An increased risk of poor neonatal adaptation syndrome (PNAS) has been reported following chronic use or use near the time of delivery of other antidepressants; monitoring of the neonate for symptoms suggestive of withdrawal is therefore advised. These symptoms are likely to be more severe in infants exposed in utero to more than one CNS acting drug.
Exposure to trazodone at any stage in pregnancy would not usually be regarded as medical grounds for termination of pregnancy or an indication for additional fetal monitoring. However, other risk factors may be present in individual cases which may independently increase the risk of adverse pregnancy outcome. Clinicians are reminded of the importance of consideration of such factors when performing case-specific risk assessments.
Tamsulosin is an alpha 1A selective adrenoceptor-blocking drug used in the treatment of benign prostatic hypertrophy. While the drug is not licensed for use in women, it is used off-license in the treatment of renal calculi, renal colic, glomerulonephritis, and other disorders of the urinary tract.
The published data relating to gestational exposure to tamsulosin are limited to two small studies which collectively describe 94 exposed pregnancies, the majority of which were exposed in the second or third trimester. Due to the lack of safety data, it is not currently possible to provide an evidence-based risk assessment for exposure during the first trimester of pregnancy. Where such exposure has occurred, women should be strongly encouraged to attend their routine detailed fetal anomaly scan.
Exposure to tamsulosin in the second or third trimester of pregnancy has not been associated with miscarriage, stillbirth, preterm delivery, impaired fetal growth or neonatal complications. However, the data are absent or too limited to exclude such associations.
Other risk factors may be present in individual cases which may independently increase the risk of adverse pregnancy outcome.
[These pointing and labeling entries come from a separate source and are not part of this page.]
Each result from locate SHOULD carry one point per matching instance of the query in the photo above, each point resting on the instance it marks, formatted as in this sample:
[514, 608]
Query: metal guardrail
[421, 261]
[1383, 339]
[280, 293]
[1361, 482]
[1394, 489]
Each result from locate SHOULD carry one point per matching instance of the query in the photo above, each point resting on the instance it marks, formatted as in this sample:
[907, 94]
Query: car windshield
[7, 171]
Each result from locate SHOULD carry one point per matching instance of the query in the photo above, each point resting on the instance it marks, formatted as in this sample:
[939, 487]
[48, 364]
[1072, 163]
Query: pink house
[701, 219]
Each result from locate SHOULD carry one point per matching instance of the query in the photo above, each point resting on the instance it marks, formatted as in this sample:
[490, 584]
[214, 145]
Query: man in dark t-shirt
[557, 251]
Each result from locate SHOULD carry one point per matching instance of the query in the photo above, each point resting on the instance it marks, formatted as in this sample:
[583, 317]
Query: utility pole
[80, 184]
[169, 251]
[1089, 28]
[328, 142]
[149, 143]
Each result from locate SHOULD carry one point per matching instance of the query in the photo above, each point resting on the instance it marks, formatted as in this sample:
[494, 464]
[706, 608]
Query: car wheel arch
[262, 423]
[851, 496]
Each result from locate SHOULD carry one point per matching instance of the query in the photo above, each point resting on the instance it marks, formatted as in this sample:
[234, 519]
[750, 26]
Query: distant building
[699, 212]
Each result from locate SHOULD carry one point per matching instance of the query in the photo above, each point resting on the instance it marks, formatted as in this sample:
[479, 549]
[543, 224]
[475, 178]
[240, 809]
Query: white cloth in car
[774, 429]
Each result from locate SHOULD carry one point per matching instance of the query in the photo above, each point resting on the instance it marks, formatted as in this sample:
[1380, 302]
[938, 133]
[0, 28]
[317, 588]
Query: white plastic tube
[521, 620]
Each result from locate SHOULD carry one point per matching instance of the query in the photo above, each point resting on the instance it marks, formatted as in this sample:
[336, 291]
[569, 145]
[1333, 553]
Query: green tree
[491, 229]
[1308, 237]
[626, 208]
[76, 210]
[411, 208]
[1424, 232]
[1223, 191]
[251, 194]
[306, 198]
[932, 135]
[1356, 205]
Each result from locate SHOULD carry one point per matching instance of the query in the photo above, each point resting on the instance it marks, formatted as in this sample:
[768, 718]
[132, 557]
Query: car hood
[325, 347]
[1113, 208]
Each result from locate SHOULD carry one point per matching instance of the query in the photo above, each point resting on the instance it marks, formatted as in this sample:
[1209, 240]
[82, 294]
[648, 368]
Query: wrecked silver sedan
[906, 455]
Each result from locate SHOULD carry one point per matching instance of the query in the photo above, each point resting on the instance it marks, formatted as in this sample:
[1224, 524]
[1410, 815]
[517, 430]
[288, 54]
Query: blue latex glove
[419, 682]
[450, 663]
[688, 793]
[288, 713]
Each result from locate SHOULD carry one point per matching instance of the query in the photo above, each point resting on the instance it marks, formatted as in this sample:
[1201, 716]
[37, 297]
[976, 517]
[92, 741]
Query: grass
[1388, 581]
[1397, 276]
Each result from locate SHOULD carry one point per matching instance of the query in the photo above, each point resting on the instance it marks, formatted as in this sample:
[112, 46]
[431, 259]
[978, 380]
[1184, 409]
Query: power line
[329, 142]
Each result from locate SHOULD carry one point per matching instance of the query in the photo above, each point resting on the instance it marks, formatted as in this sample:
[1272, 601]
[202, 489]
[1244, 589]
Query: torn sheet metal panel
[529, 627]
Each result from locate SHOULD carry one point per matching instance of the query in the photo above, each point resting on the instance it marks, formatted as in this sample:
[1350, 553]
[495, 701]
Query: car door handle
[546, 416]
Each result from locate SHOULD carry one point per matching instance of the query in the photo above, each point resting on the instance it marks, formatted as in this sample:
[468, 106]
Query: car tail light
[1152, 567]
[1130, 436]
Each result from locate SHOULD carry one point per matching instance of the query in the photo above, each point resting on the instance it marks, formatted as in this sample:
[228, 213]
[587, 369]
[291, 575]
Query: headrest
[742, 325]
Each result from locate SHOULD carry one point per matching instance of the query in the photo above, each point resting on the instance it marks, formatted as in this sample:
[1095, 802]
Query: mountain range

Clinicians are reminded of the importance of consideration of such factors when performing case-specific risk assessments.
UKTIS are currently collecting pregnancy outcome data for tamsulosin. If you have a pregnant patient who has been exposed to tamsulosin please telephone UKTIS on 0344 892 0909 or download a reporting form to inform us of this exposure.
In the UK the Td-IPV vaccine Revaxis® is indicated for use in individuals over 10 years of age who require vaccination against tetanus, diphtheria and/or polio. Monovalent vaccines for these conditions are not available in the UK.
There are currently no published studies specifically regarding use of Td-IPV vaccines, such as Revaxis® in pregnancy. Tetanus/diphtheria/pertussis/polio (Tdap-IPV) vaccines have however been widely used in the UK maternal pertussis vaccination programme. Data from over 6,600 Tdap-IPV-exposed pregnancies do not suggest increased risk to the fetus of stillbirth, low birth weight/intrauterine growth restriction, or reduced gestational length. There are insufficient first trimester exposure data to permit an evidence-based assessment of the risk of congenital malformations.
UK guidelines state that tetanus-containing vaccines can be given to pregnant women when protection is required without delay. If a woman with unknown or incomplete vaccination status requires immunisation against tetanus after week 16 of pregnancy, the Department of Health suggests that an initial dose of tetanus/diphtheria/pertussis/polio (Tdap-IPV) vaccine be given in place of Td-IPV vaccine, and that Td/IPV vaccine is then given at appropriate intervals to complete the course of immunisation against tetanus.
Exposure to tetanus/diphtheria/polio vaccine at any stage in pregnancy would not be regarded as medical grounds for termination of pregnancy or any additional fetal monitoring. However, other risk factors may be present in individual cases which may independently increase the risk of adverse pregnancy outcome. Clinicians are reminded of the importance of consideration of such factors when performing case-specific risk assessments.